Delta Lake offers a suite of optimization commands that can significantly enhance the performance and management of data storage. The optimize command is designed to improve query speed by organizing data more efficiently through techniques like compaction and Z-Ordering.

Compaction consolidates smaller files into larger ones, which can be particularly beneficial for read queries.
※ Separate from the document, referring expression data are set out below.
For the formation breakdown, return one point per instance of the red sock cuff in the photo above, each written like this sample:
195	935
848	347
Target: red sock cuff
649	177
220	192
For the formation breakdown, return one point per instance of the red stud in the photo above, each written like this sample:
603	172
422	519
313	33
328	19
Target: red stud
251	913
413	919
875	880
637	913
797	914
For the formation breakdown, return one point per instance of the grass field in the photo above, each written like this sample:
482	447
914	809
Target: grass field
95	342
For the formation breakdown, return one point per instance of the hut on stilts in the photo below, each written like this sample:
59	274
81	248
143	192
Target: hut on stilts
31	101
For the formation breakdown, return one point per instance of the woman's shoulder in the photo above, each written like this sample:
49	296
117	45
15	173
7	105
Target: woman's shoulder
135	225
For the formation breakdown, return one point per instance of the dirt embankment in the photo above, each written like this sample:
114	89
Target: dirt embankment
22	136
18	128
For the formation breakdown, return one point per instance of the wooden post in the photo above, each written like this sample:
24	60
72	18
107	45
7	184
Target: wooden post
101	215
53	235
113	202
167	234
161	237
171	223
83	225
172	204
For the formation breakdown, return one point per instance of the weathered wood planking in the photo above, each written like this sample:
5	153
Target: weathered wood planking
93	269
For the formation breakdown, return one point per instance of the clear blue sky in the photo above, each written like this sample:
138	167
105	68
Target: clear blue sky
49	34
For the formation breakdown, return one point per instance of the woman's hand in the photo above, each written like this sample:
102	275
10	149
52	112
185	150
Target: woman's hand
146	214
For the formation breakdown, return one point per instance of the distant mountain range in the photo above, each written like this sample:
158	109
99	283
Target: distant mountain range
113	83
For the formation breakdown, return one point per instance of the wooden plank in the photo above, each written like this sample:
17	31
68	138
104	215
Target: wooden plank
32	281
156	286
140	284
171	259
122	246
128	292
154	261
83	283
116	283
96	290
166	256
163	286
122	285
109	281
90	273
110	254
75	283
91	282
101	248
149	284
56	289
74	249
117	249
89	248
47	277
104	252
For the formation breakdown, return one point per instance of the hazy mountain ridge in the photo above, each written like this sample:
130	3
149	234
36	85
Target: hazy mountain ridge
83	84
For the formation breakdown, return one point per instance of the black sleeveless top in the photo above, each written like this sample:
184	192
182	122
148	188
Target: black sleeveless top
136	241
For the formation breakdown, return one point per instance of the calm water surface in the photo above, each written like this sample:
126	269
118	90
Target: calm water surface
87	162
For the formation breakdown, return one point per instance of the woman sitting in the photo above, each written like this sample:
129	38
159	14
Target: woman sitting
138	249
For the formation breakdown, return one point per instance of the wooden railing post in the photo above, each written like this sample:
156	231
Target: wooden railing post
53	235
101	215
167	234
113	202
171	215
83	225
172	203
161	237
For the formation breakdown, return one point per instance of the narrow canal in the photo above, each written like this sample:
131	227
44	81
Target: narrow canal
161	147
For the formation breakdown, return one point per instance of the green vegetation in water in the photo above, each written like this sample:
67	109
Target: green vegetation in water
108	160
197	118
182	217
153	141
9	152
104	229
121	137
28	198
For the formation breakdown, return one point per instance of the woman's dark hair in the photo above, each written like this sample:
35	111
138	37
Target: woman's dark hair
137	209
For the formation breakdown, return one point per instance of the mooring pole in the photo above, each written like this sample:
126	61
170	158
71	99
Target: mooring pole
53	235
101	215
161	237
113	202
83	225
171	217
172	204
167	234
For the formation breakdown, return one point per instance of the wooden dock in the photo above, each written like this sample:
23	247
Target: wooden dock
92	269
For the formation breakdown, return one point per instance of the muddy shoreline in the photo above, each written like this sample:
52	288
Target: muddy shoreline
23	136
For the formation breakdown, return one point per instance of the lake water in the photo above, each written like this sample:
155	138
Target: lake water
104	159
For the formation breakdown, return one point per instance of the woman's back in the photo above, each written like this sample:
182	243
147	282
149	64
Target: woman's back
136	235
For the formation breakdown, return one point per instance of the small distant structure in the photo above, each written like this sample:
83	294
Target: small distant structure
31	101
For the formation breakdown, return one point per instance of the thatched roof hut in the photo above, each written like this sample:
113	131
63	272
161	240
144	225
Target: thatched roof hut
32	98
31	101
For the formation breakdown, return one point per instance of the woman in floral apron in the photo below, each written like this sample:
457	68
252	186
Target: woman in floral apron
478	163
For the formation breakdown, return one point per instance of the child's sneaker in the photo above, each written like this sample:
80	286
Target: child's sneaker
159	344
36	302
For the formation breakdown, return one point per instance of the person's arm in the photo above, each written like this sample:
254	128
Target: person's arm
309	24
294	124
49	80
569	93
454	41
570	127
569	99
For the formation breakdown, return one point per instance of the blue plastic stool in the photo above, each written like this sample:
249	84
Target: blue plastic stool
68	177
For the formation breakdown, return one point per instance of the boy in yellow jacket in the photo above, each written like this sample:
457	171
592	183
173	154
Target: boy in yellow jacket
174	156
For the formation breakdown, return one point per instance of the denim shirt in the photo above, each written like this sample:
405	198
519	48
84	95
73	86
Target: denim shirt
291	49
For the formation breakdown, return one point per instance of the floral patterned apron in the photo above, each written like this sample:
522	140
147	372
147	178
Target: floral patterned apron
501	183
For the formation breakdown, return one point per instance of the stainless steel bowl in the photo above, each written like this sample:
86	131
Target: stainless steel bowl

Z-Ordering involves arranging data points so that related information is stored close together, reducing the time it takes to access this data during queries.

  1. In a new cell, run the following code to perform compaction to the Delta table:

     from delta.tables import DeltaTable
    
     delta_table = DeltaTable.forPath(spark, "/delta/nyc_taxi_trips")
     delta_table.optimize().executeCompaction()
    
  2. In a new cell, run the following code to perform Z-Order clustering:

     delta_table.optimize().executeZOrderBy("tpep_pickup_datetime")
    

This technique will co-locate related information in the same set of files, improving query performance.

Clean up

In Azure Databricks portal, on the Compute page, select your cluster and select ■ Terminate to shut it down.

If you’ve finished exploring Azure Databricks, you can delete the resources you’ve created to avoid unnecessary Azure costs and free up capacity in your subscription.